For his part, Redford felt isolated on the shoot, surrounded by a crowd of thirty- and fortysomethings, and didn’t always want to be there. “But where was I going to go?” he said earlier this year. “I was stuck.” Although he wore a micro wetsuit to keep warm, he was soaked every day of the 40-day shoot. It was a miserable experience and an emotionally taxing one, not least for Chandor, who needed to give Redford daily pep talks to keep him motivated, and had to admonish his star one day when he did something he wasn’t supposed to, jumping from the yacht onto the rubber dinghy and freaking his director out. “It was like, ‘You f***er’,” Chandor says with a grim laugh. “That shot’s not very good, because it wasn’t supposed to happen, but we kept it in.”

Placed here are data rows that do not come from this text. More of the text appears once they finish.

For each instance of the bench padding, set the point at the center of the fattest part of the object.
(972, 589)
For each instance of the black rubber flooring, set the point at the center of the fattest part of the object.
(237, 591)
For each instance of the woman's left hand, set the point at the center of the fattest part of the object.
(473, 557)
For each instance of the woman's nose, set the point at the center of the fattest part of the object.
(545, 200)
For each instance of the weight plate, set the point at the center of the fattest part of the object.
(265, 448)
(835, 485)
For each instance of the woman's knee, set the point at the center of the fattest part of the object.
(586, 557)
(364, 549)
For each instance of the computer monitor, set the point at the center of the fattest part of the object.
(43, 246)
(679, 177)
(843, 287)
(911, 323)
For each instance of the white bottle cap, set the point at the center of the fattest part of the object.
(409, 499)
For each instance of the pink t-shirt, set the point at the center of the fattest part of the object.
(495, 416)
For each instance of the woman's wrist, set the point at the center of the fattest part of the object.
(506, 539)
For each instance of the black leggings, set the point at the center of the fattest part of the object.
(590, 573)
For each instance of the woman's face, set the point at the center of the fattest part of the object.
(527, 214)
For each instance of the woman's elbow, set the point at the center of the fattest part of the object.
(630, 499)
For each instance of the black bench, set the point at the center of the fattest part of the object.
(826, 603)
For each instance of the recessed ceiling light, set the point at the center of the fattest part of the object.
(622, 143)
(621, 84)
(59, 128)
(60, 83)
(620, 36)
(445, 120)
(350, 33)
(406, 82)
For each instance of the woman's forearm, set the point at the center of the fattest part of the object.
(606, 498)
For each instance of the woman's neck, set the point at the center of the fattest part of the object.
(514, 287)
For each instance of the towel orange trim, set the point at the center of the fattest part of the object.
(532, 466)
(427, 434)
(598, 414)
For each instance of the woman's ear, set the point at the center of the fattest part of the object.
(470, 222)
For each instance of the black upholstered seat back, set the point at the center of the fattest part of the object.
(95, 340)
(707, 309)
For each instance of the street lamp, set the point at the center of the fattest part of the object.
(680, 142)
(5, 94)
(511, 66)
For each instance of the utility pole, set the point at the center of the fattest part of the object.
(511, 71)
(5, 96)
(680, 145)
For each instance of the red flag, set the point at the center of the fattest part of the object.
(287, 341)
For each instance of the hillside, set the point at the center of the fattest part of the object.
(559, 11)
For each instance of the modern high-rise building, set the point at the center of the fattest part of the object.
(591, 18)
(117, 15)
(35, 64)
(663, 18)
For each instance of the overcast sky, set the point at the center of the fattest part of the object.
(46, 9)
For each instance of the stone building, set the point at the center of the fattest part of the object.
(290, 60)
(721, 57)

Margin Call was a relatively euphoric experience — a brisk 17-day shoot, but one in which the daily success of churning through pages of tricky dialogue meant much backslapping with actors including Kevin Spacey, Stanley Tucci and Paul Bettany. All Is Lost couldn’t have been more different. “It felt like one day grinding into the next,” Chandor says. “It was monotonous, which was great for the movie, because it’s what this guy is going through. But to just see the same guy every day... I know this sounds ridiculous, because it’s Robert Redford. But after three days, who gives a crap? And the same for him, seeing me every day. It’s pretty exciting when you’re flipping a boat upside down, but most of the days weren’t like that. And the depression that set in — Redford used that word recently, and he’s not a person who’s ever dealt with that.”
For both men, the ecstatic response to the film should make the pain worth it. Chandor remarks that, as he watched the film unspooling at its Cannes debut, he couldn’t help reflecting how far his life had come in two years — “From barely being able to afford diapers for my daughter” to having a film that looks certain to vie for Oscars, not least for Redford’s splendid performance.
“He would never admit it, but it’s been special for him to get the reviews he has,” Chandor says. “And he deserves it because of what he does in the third act. The first two acts are Redford being Redford. But what he does in the third act is not something he had ever done before, which is expose himself fully as an actor.”